Do you think it's enough to chesk the volume capabilities in CreateVolume() like @Fedosin did in #1368 ?

@ramineni
Copy link
Contributor

@mandre Thanks for the explanation. But PR #1368 blocks creation , irrespective of backend supports or not. If backend supports and user would like create a volume with volume type of multiattach , he should be able to use it.

@mandre
Copy link
Contributor

mandre commented Jan 18, 2021

There seem to be multiple problems here:

Is there a way for the cinder driver to discover what the backend really supports?

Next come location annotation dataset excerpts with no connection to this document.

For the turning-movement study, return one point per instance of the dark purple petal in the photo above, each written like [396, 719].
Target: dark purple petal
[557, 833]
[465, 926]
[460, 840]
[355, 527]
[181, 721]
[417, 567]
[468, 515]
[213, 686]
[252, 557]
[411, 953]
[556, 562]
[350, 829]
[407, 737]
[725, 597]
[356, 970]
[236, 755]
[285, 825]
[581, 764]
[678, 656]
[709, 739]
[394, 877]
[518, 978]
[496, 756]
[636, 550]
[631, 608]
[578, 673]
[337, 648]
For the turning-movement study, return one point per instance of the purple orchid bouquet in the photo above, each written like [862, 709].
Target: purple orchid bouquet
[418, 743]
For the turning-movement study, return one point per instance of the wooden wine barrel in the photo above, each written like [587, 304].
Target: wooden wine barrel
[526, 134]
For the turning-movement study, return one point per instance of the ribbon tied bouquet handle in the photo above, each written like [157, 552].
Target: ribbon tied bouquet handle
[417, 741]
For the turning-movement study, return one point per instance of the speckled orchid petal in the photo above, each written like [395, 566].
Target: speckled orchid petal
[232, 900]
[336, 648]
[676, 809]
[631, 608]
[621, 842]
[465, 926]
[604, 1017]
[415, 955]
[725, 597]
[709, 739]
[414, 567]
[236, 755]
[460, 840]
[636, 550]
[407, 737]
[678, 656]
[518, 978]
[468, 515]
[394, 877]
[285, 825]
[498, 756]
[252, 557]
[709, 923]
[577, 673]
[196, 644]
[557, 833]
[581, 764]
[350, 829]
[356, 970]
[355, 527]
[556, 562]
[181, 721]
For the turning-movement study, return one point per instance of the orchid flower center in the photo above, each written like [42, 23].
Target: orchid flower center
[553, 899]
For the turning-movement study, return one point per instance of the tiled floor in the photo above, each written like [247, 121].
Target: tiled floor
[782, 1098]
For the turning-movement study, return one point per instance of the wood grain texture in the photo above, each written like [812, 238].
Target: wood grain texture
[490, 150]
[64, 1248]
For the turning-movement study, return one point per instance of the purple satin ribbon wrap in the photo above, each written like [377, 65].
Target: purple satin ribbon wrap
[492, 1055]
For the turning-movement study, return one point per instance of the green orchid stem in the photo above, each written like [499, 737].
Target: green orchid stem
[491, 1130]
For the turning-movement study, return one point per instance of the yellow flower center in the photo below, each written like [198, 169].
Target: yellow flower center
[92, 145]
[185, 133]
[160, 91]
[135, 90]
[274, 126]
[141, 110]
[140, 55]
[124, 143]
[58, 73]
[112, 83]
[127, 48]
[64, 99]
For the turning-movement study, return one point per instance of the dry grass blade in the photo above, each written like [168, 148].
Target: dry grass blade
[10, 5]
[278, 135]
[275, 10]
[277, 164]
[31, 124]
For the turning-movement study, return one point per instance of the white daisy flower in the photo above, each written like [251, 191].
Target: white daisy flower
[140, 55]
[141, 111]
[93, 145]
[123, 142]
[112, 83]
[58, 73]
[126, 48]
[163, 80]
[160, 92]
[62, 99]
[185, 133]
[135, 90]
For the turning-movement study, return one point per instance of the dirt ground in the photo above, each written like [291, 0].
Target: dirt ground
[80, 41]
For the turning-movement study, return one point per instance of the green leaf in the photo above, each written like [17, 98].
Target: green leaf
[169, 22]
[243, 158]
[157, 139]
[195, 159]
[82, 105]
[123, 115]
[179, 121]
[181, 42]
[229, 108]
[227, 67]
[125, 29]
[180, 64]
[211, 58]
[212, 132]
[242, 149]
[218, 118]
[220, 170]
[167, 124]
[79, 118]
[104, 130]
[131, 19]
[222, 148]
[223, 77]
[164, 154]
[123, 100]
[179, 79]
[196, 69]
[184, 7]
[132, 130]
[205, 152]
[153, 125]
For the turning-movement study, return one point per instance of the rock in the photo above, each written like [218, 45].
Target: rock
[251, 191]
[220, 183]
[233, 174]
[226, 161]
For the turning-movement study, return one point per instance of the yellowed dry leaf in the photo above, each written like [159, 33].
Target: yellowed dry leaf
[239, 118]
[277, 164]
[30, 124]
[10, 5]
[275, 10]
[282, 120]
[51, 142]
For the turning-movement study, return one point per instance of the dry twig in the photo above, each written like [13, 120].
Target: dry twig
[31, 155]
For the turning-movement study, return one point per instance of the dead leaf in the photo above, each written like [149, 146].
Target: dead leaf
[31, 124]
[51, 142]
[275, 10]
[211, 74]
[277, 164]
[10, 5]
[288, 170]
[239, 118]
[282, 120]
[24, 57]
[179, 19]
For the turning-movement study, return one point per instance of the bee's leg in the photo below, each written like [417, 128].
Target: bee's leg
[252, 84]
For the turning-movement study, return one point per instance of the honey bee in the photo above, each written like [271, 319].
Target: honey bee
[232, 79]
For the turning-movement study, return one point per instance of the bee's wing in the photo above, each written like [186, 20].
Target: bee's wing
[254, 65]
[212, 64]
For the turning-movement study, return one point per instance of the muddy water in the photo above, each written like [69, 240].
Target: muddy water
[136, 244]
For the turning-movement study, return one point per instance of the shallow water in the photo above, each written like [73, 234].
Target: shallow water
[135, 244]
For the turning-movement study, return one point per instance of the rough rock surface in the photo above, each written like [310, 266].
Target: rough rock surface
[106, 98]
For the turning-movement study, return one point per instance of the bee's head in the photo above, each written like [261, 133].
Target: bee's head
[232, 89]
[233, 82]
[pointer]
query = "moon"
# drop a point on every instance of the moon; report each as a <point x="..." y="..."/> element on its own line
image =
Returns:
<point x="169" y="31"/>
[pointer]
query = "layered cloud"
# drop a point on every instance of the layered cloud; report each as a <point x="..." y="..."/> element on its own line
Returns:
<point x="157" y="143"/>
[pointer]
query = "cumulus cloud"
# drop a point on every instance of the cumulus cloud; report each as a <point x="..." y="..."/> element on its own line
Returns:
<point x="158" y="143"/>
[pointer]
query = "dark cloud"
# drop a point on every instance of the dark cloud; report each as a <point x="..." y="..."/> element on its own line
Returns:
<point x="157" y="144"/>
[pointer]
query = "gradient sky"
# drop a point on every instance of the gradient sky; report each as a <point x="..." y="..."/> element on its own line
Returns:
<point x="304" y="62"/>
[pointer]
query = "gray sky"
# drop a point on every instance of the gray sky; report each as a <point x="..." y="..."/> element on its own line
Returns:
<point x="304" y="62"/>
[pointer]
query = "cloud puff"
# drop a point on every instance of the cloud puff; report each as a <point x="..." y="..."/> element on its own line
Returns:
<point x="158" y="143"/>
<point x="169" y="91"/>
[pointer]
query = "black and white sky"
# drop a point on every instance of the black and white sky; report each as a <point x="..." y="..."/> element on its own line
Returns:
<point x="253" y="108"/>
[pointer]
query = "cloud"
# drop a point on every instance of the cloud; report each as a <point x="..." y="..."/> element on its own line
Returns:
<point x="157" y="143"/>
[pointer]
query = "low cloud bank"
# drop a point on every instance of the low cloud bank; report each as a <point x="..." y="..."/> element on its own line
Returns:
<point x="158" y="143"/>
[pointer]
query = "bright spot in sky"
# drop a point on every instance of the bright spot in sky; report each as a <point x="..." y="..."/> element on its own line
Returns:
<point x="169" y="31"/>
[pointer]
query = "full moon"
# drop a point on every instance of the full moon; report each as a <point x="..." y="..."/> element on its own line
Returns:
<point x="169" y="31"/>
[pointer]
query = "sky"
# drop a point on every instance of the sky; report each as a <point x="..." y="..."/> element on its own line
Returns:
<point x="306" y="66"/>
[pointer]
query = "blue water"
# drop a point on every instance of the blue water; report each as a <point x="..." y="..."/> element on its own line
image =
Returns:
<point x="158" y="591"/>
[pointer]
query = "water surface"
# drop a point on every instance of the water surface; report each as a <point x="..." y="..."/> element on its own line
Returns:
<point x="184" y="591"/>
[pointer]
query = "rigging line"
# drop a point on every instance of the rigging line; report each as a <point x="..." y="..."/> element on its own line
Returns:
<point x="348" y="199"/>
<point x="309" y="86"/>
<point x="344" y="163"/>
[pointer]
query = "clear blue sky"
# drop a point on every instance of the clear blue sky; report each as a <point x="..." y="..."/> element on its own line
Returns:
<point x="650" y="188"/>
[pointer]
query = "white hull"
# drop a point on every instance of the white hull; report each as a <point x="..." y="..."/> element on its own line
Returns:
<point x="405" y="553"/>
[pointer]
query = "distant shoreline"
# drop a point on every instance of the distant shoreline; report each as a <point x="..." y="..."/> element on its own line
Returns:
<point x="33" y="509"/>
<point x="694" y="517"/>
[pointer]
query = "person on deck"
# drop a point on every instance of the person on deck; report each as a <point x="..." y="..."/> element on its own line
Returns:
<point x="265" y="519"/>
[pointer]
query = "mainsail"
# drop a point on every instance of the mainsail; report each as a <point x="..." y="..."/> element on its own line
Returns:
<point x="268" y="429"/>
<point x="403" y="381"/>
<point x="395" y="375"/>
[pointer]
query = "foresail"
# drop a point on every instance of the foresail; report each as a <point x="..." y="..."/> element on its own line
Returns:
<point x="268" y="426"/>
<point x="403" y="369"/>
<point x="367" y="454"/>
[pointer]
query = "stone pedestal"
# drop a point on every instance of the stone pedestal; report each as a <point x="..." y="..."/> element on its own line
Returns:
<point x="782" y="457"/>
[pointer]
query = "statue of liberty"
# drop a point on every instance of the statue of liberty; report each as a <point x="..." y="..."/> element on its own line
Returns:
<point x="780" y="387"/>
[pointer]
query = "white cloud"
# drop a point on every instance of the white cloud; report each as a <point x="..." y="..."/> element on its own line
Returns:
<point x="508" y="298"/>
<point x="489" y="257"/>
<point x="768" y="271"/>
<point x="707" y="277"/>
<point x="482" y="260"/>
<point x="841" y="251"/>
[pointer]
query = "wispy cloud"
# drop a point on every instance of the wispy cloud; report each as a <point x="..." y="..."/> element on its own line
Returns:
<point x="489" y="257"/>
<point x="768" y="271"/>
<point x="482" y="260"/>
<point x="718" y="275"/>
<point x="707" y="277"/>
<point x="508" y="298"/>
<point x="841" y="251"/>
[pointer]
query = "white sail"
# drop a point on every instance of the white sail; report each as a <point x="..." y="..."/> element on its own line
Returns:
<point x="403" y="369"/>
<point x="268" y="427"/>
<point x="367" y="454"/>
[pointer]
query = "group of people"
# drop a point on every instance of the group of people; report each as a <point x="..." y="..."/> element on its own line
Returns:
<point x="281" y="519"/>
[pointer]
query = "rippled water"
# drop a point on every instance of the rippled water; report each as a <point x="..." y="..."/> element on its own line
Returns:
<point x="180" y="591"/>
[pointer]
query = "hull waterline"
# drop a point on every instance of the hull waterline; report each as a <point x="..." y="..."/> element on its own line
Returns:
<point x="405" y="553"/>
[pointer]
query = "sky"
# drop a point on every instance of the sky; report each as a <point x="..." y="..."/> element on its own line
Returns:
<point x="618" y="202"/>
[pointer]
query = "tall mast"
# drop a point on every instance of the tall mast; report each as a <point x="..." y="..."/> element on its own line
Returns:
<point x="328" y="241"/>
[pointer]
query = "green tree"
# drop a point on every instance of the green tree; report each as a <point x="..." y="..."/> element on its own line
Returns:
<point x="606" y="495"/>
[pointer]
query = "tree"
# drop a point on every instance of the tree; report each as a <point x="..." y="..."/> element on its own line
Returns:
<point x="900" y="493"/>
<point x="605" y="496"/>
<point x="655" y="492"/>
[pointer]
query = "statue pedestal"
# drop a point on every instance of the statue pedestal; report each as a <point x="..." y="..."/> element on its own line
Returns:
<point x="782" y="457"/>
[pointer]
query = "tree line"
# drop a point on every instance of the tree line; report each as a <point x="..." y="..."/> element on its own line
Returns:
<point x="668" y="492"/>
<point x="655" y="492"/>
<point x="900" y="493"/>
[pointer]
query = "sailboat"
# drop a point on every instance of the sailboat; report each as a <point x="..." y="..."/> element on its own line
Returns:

Just to make sure I understand correctly: #1368 fixes the second issue, but is not acceptable in its current form because, due to the first issue, this would prevent the Multi-Attach feature ?

@ramineni
Copy link
Contributor

ramineni commented Jan 19, 2021

Just to make sure I understand correctly: #1368 fixes the second issue, but is not acceptable in its current form because, due to the first issue, this would prevent the Multi-Attach feature ?

@mandre right.

@mandre
Copy link
Contributor

mandre commented Jan 19, 2021

Is there a way to discover what capabilities the backend supports?

@ramineni
Copy link
Contributor

ramineni commented Jan 20, 2021

@mandre , right now, we only check volume.multiattach flag , to check volume is capable of multiattach or not. It requires admin to configure correct volume type while creating volume. You could also explore any cinder API which expose that

@mdbooth
Copy link
Contributor

mdbooth commented Apr 12, 2021

'multiattach' is an extra_spec on the volume type. We should be able to check that.

@mdbooth
Copy link
Contributor

mdbooth commented Apr 12, 2021

Incidentally, although the published api docs don't say so there's at least 1 code comment suggesting that volume.multiattach is deprecated:

https://opendev.org/openstack/cinder/src/commit/355681cd53fbb2f5fd2c4cecb55a83c5e0c27c2c/cinder/volume/flows/api/create_volume.py#L434-L436

I don't know how likely it is to go away in practise, but it seems prudent to use the extra_spec on the type rather than the field on the volume.

@tombarron
Copy link
Contributor

tombarron commented Apr 12, 2021

multi-attach is not by itself sufficient for safe RWX when using block storage like cinder. You also need to make sure to set "volumeMode = 'Block' " in your PVC. The volumeMode option which was introduced as a beta feature in k8s 1.13 [1] Not doing this setting, using an earlier k8s version than 1.13, or setting "Filesystem" gets you traditional behavior where k8s expects to either find a filesystem on the block volume or it will create an xfs or ext4 filesystem before making it available to applications.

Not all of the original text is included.